Breath, write, talk: Keys to dealing with stress

Teenagers face high, arguably unhealthy, stress levels. They face pressure to get good grades in school in order to be accepted into a good college, balance extracurricular activities, all while dealing with the emotional tolls of social media.

Because of that, and the isolation we all experienced during the Coronavirus pandemic, the number of teens suffering from mental health concerns is at all-time highs. Data shows that after the pandemic one in five teens reported that COVID-19 had significant negative impacts on their mental health.

Bainbridge Island is no exception.

Teens who suffer from poor mental health and don’t have knowledge about how to deal with their stress will often turn to drugs and alcohol to numb the pain. Drugs and alcohol expose teens to severe health and safety risks and are not helping them feel less stressed. They just worsen the stress cycle.

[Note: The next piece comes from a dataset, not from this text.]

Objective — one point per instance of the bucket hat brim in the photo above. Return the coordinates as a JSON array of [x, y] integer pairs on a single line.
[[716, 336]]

There are alternatives that are healthy, sustainable and offer freedom instead of numbing.

First, we should be teaching teens the power of deep breathing. Science has shown that by simply breathing slowly and deeply, cortisol levels drop and stress levels decrease significantly.

A New York Times best-selling book, “Breath” by James Nestor, a scientific journalist, affirms that. In it, Nestor says, “The missing pillar in health is breath. It all starts there.”

Second, teens should be taught about how effective it can be to write down their thoughts by creating a basic journaling practice. Journaling has been recognized as an effective way to reduce stress and calm the mind. As someone who journals daily, I can attest to how helpful it can be.

Lastly, we need to encourage teens to talk to people they know and trust about what they are going through. Having someone you can be open with about how you feel and what you are needing helps to take away the feelings of shame and loneliness that can creep in when there is no conversation being had.

If we don’t arm teens with effective strategies to cope with stress, they will continue to turn to drugs and alcohol. The science is clear that there are better ways; it is on all of us to ensure the teens in our community know what they are.

Gabriella Matriotti is a student at Hyla High School and a member of the Youth Advisory Board for Bainbridge Youth Services, which runs a monthly column in this newspaper.